Faut-il un nouvel organisme ?
Le problème relève surtout de la compétence ou incompétence à mener de telles enquêtes ou alors d’un problème de génération. Un jeune enquêteur, alliant sa science à l’intelligence intuitive ou émotionnelle, peut être meilleur qu’un limier avec 40 ans d’expérience. Ce n’est pas une critique, mais les typologies et technologies ont complètement changé en moins d’une génération et sont toujours en train de muter. Il faudrait peut-être un mariage de styles

Comment redonner confiance à la population ?
Tous les citoyens doivent être traités de la même façon et le même respect. Et le principe de la pérennité de l’État et des institutions doit primer. Les politiciens ne sont que de passage pour donner une direction à un pays. L’État ou les institutions ne sont pas leurs jouets et ceux qui dirigent ces institutions ne sont pas leurs marionnettes. La bonne gouvernance ne doit pas être un mot creux. Elle doit être vivante. De même, les citoyens doivent apprendre qu’ils ont le droit de poser des questions et demander des comptes à leurs élus.

Quelles sont les mesures à prendre dans cette lutte contre la corruption?
Il faudrait redonner leurs lettres de noblesse aux institutions, comme la police et l’Icac.
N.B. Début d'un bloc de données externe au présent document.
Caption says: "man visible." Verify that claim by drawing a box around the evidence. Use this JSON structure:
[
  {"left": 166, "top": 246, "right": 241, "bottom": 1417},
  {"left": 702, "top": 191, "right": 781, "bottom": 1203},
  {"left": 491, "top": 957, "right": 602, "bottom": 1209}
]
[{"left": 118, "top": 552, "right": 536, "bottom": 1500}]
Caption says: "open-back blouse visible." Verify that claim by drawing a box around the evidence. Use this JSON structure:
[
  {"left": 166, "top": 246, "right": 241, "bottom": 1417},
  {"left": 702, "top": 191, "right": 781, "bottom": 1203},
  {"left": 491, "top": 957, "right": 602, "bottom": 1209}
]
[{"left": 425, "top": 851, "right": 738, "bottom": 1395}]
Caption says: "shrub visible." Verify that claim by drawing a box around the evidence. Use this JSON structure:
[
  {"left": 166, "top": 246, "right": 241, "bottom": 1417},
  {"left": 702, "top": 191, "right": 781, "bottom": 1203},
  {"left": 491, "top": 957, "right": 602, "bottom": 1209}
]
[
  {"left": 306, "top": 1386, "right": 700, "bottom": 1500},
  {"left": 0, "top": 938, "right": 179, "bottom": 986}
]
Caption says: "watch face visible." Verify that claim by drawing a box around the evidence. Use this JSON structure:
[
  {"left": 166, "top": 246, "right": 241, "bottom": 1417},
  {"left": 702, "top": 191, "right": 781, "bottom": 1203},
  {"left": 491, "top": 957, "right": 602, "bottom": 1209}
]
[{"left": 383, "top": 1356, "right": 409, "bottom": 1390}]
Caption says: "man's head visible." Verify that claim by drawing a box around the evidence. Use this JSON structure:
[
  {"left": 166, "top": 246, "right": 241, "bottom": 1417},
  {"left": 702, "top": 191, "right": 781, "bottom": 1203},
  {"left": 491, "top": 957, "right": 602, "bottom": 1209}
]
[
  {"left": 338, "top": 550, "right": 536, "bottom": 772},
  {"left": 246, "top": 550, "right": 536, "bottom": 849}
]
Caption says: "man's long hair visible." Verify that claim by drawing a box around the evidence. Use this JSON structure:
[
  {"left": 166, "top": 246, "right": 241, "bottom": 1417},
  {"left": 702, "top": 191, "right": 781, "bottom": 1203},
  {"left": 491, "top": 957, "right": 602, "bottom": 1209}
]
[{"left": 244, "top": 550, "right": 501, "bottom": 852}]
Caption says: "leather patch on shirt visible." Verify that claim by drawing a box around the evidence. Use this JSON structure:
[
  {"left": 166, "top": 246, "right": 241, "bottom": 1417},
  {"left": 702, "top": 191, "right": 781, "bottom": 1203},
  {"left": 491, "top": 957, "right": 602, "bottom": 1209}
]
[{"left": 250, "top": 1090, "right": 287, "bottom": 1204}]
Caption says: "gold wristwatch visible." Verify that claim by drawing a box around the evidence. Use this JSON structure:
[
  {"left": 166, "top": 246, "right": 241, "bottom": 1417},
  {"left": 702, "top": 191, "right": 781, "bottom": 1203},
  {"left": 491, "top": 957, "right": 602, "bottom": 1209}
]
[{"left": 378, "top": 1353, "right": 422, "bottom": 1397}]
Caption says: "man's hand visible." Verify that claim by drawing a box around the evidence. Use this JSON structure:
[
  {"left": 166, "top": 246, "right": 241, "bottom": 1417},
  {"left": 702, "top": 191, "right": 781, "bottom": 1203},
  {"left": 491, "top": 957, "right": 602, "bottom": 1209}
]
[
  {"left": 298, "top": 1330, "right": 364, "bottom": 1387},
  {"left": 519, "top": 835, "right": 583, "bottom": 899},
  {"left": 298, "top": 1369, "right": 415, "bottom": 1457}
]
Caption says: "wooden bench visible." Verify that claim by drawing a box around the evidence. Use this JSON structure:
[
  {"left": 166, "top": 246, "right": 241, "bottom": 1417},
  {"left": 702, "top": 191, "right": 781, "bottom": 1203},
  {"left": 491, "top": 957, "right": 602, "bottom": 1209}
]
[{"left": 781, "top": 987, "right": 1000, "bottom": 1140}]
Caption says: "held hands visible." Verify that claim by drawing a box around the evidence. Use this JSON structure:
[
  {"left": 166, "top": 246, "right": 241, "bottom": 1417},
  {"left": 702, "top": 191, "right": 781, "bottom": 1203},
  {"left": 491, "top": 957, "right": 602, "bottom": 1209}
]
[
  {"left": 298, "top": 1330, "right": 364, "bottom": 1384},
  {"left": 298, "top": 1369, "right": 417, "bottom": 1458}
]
Les nominations doivent être effectuées non pas par une seule personne, mais par un comité parlementaire qui siège en public pour choisir les candidats. Nous maintenons aussi que la source principale de la corruption a un lien direct avec le financement occulte des partis politiques. Tant que l’on ne règle pas ce système opaque et que l’on ne connaît pas les sources de financements, la corruption durera.